Create an instance group
that allocates GPU slots to Spark executors in the instance group.
About this task
Follow these steps to create an instance group that uses GPU resources to run
its applications. This task calls out the steps only for GPU allocation when you create an instance group. For more information on how
to create an instance group, see Creating instance groups.
Procedure
-
In the Basic Settings tab, and click the
Configuration link to customize the Spark version properties for the
following GPU parameters. If you do not make changes, the default values are used.
- SPARK_EGO_AUTOSCALE_GPU_SLOTS_PER_TASK
- Specifies a comma-separated list of SPARK_EGO_GPU_SLOTS_PER_TASK values.

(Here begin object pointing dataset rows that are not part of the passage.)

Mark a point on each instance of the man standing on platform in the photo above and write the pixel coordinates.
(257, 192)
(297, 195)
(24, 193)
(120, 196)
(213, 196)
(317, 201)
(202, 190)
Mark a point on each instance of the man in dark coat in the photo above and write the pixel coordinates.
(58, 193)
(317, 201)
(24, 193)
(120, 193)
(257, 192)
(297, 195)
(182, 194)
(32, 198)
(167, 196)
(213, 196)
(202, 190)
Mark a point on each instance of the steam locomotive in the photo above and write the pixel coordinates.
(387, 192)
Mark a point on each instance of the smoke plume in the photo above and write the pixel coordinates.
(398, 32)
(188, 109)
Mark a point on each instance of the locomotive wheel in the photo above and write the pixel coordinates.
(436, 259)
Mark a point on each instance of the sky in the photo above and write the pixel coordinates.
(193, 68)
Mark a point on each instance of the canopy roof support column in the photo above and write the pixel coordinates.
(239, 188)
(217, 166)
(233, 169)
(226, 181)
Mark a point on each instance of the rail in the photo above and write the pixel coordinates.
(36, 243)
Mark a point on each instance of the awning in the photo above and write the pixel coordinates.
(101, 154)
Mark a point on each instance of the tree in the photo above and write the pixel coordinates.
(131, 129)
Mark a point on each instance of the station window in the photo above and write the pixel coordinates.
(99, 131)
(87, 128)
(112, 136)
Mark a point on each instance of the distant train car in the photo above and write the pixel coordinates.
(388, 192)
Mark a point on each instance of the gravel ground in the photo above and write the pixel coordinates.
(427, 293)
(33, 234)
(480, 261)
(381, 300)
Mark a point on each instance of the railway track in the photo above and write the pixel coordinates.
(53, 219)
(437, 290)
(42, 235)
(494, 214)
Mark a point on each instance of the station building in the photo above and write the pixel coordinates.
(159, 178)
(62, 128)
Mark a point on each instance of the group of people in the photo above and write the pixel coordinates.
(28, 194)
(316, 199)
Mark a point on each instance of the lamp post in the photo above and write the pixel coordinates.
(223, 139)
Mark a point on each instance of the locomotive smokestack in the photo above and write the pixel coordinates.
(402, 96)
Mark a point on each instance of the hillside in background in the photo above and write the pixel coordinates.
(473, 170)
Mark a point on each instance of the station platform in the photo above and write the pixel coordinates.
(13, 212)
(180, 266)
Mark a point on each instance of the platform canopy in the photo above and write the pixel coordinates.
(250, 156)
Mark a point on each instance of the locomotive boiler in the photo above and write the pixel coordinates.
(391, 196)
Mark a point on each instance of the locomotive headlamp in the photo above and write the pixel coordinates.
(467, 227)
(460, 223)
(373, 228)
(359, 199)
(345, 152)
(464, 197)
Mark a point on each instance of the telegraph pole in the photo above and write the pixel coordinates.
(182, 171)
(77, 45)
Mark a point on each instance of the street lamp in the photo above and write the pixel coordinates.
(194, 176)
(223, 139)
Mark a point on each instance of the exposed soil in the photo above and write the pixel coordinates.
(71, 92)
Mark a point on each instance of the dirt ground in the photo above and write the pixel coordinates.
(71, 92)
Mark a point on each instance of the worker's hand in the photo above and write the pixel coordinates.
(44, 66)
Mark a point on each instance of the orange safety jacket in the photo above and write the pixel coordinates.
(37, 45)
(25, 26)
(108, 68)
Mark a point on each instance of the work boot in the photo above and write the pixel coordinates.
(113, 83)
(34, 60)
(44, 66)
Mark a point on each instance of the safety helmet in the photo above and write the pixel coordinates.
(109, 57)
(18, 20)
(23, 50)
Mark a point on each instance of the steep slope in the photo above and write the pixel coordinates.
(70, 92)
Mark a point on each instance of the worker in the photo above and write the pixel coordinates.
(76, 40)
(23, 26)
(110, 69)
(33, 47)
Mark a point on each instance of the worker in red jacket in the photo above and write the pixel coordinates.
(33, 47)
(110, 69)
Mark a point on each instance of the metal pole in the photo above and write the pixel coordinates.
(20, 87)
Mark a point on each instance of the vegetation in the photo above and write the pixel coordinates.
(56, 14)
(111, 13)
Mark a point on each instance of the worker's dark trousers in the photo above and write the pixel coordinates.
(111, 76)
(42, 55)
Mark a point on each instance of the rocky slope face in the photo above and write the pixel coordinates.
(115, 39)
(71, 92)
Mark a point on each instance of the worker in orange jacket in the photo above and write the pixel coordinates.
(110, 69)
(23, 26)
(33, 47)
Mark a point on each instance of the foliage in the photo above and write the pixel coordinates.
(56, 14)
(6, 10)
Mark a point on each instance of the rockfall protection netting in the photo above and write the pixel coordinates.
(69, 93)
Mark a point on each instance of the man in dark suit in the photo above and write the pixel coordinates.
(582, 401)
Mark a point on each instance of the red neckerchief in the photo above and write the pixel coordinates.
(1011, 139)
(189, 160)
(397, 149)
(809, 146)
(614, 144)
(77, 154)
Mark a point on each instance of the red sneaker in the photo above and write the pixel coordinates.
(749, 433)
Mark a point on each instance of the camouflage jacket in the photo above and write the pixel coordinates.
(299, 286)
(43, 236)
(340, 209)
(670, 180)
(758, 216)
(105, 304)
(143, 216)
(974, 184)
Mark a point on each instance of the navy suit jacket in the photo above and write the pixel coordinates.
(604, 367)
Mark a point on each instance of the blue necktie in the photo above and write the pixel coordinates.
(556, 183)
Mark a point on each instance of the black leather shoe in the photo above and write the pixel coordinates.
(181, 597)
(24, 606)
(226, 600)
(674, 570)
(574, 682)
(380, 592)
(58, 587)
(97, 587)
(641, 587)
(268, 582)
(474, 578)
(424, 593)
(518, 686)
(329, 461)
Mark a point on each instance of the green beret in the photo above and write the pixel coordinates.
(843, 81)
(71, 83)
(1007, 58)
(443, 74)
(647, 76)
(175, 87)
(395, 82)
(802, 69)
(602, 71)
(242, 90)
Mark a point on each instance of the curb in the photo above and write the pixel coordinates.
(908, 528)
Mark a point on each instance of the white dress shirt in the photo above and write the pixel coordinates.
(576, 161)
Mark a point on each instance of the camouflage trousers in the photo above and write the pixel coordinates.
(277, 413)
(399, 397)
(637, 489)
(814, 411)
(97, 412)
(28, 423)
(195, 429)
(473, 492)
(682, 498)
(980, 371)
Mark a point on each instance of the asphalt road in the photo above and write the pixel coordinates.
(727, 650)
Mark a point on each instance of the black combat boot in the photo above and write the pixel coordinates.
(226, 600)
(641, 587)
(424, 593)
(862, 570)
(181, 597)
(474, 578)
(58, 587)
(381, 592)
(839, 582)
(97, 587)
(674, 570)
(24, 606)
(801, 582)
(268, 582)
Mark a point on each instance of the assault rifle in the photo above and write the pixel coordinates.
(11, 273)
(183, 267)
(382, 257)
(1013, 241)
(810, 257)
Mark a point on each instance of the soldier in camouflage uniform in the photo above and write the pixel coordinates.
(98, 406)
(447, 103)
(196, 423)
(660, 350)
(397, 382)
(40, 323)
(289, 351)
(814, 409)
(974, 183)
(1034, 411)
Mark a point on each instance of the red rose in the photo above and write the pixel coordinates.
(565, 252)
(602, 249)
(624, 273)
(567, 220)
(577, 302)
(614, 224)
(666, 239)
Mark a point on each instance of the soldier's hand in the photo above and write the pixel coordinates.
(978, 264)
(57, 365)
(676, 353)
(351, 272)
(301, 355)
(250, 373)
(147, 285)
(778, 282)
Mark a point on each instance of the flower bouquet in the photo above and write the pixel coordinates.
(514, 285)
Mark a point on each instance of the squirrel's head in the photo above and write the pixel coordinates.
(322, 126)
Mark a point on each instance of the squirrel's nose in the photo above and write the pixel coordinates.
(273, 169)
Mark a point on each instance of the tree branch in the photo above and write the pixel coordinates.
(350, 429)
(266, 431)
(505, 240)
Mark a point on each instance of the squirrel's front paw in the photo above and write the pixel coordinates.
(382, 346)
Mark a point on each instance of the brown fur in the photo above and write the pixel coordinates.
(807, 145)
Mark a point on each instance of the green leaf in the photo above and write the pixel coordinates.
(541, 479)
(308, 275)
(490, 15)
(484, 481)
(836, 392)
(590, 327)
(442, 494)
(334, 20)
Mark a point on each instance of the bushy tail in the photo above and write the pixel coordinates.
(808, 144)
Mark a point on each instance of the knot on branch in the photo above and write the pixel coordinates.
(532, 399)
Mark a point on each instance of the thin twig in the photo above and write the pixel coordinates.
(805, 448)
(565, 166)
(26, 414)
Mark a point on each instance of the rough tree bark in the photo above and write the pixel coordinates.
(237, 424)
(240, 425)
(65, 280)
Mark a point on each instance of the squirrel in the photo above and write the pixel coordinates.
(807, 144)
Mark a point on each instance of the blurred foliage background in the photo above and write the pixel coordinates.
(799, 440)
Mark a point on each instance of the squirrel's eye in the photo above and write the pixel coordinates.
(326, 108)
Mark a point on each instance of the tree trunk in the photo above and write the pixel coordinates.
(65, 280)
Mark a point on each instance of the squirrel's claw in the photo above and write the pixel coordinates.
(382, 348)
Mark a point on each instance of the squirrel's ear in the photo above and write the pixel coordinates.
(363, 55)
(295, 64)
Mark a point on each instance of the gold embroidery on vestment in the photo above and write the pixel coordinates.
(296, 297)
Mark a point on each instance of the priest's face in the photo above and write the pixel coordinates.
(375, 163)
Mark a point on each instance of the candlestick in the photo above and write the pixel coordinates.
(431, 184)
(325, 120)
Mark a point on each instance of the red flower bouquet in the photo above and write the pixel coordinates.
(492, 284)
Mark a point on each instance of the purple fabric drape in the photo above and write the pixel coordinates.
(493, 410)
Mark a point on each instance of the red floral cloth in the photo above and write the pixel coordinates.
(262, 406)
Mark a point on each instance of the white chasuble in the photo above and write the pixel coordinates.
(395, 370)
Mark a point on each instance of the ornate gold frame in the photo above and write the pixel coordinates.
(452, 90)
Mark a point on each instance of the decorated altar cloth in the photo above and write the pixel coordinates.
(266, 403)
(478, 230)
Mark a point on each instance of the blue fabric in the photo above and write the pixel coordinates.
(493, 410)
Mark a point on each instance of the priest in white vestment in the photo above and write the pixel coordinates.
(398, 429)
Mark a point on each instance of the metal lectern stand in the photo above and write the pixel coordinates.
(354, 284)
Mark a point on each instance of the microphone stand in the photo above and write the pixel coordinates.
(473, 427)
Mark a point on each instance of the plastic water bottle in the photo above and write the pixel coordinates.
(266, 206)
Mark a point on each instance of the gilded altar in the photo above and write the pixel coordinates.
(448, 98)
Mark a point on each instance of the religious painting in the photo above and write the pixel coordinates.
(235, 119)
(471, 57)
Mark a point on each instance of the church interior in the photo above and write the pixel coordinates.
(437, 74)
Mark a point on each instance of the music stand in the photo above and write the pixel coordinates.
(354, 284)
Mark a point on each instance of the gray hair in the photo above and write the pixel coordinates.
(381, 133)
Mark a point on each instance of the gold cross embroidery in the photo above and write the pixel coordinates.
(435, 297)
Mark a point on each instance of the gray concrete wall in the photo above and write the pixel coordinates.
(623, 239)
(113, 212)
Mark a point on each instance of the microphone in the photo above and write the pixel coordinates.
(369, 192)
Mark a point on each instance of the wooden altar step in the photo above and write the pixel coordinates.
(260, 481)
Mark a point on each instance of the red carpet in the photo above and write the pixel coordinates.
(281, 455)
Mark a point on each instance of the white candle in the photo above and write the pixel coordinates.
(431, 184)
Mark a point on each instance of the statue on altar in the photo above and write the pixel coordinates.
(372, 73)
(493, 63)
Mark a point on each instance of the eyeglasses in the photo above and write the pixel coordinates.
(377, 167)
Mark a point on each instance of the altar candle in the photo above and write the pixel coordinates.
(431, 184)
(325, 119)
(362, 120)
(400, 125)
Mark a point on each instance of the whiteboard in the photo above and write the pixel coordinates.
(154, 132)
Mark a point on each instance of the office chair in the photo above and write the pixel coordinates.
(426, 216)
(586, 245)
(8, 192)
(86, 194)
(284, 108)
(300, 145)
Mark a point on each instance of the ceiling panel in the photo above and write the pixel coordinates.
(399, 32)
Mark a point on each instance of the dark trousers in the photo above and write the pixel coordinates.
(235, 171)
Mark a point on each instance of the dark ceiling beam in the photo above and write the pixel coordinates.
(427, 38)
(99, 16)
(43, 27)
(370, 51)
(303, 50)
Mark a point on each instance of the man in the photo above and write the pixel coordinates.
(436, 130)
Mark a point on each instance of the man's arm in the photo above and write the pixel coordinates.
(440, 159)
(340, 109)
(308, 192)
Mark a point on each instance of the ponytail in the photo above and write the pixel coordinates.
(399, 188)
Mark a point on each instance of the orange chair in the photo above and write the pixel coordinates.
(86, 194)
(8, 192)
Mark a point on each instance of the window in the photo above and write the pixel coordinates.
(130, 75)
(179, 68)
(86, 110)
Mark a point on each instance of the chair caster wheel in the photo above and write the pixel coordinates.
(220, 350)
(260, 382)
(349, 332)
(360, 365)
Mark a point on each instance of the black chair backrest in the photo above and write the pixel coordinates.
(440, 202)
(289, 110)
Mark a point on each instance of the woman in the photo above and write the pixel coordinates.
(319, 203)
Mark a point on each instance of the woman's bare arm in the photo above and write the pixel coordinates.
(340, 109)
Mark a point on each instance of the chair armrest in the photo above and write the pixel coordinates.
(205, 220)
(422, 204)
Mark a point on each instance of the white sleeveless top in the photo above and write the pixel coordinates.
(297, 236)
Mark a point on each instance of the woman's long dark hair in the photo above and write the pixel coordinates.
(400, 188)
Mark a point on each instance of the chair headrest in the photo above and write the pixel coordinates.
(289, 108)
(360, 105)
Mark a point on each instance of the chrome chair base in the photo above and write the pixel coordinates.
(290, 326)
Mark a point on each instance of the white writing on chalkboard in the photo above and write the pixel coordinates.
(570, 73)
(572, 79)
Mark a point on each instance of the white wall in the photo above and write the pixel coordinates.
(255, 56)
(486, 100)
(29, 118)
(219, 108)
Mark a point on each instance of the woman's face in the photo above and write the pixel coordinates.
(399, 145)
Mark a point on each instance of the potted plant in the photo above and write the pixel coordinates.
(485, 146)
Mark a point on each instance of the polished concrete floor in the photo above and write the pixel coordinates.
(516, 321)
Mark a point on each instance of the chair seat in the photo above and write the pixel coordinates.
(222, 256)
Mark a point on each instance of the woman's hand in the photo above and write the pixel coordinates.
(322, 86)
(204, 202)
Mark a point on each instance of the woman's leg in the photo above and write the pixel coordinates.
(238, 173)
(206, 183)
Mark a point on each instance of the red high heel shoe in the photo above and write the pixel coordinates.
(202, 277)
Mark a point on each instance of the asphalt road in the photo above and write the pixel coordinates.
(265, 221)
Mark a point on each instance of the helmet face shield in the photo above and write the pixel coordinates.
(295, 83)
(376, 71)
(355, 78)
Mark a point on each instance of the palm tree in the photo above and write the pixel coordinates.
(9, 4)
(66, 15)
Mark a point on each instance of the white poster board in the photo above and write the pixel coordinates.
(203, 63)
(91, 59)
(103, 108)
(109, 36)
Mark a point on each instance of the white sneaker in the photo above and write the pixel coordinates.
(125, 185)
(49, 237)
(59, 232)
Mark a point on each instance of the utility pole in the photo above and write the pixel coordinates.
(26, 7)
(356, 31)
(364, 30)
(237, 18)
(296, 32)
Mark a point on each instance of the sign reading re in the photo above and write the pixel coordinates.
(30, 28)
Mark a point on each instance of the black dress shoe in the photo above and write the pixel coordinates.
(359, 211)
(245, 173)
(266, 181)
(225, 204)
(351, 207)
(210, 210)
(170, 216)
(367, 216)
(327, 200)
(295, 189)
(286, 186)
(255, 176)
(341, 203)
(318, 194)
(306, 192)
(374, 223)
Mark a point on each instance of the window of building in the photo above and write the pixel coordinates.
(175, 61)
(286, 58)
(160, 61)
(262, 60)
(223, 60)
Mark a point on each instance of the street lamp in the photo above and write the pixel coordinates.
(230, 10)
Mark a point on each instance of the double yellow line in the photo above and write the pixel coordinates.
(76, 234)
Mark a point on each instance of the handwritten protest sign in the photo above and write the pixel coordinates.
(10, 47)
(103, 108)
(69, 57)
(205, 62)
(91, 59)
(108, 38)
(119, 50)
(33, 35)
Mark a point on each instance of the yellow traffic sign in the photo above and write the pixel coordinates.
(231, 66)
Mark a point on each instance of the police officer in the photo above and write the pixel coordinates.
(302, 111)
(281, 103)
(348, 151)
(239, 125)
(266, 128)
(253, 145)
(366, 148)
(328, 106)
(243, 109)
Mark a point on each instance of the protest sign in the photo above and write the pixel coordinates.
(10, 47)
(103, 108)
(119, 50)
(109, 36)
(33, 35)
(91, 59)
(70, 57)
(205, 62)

When specified, the Spark master service
is scaled up to accommodate (at a minimum) one service instance for the total number of values
specified. A maximum of five values are supported. This parameter does not affect the Spark notebook master instance. With no list
specified (default), the SPARK_EGO_GPU_SLOTS_PER_TASK value takes effect for all Spark master service instances.
To prevent a
Spark master service instance from
becoming stuck while it waits for executors on another Spark master instance to finish, enable fair
share scheduling for executors or select a multidimensional resource plan for executors for the
instance group. For more information,
see Setting consumers and resource groups for an instance group.
- SPARK_EGO_GPU_EXECUTOR_SLOTS_MAX
- Specifies the maximum number of GPU tasks that can run concurrently in one GPU executor. Default
is Integer.MAX_value.
- SPARK_EGO_GPU_EXECUTOR_SLOTS_RESERVE
- Specifies the minimum number of GPU slots to reserve once the executor is started. The number of
GPU executor slots is the minimum of the reserved number and the owned number. Default is 1. The
timeout for the reserve GPU slots is set by SPARK_EGO_EXECUTOR_IDLE_TIMEOUT.
- SPARK_EGO_GPU_MODE
- Specifies whether the executor needs either exclusive or shared GPUs. Valid values are Exclusive
or Shared. Default value is shared.
- SPARK_EGO_GPU_SLOTS_MAX
- Specifies the maximum number of slots that an application can get for GPU tasks in primary mode. Default is
Integer.MAX_value.
- SPARK_EGO_GPU_SLOTS_PER_TASK
- Specifies the number of slots that are allocated to a GPU task, enabling each task to use
multiple slots. The initial number of tasks of an executor times the
SPARK_EGO_GPU_SLOTS_PER_TASK value must be equal or less than the number GPUs
on the host where the executor is run. Valid value is a positive integer. Default is 1.
When this
parameter takes effect for GPU scheduling, the number of slots in the egosh alloc
command output equals the number of running GPU tasks times the value of
SPARK_EGO_GPU_SLOTS_PER_TASK.
- SPARK_EGO_SLOTS_REQUIRED_TIMEOUT
- The time, in seconds, to wait for a Spark application to get the required number of slots,
including CPU and GPU slots, before launching tasks. After this time, any slots that are held are
released and the application fails. Default is Integer.MAX_value.
-
If your cluster is installed to a shared file system, decide whether you want to enable the
shuffle service for the instance group.
- If you do not enable the shuffle service, set the spark.local.dir
parameter to a shared directory on the file system.
- If you want to enable the shuffle service, enable and configure the shuffle service. When
you enable the shuffle service, a new consumer is created by default exclusively for the shuffle
service. If you want to change this default consumer, the shuffle service consumer must be
associated with only two resource groups (or a resource plan): one for CPU scheduling and the other
for GPU scheduling. For more information on enabling the shuffle service in a shared file system,
see Enabling and configuring the Spark shuffle service.
-
Enable GPU slot allocation and specify the resource group (or multidimensional resource plan)
from which resources are allocated to executors in the instance group.
Make sure that the CPU executors resource group contains all the CPU and GPU executor hosts. If
you do not do this, GPU slots are used for the shuffle service.
-
In the Resource Groups and Plans section, select the CPU resource group for use by Spark
executors (CPU slots); for example, the CPUrg resource group that you
created.
-
Select the GPU resource group for use by Spark executors (GPU slots), for example, the
GPUrg that you created. Ensure that you do not select the resource group to
be used by Spark drivers.
Results
The instance group is set up
for GPU allocation.
What to do next
- Create and deploy the instance group. After you start the instance group,
GPU slots (in addition to CPU slots) are allocated to Spark executors in the instance group. See Starting instance groups.
- Submit a Spark application that uses GPUs to the instance group. See either Submitting a Spark application with GPU RDD or Submitting a Spark application without GPU RDD.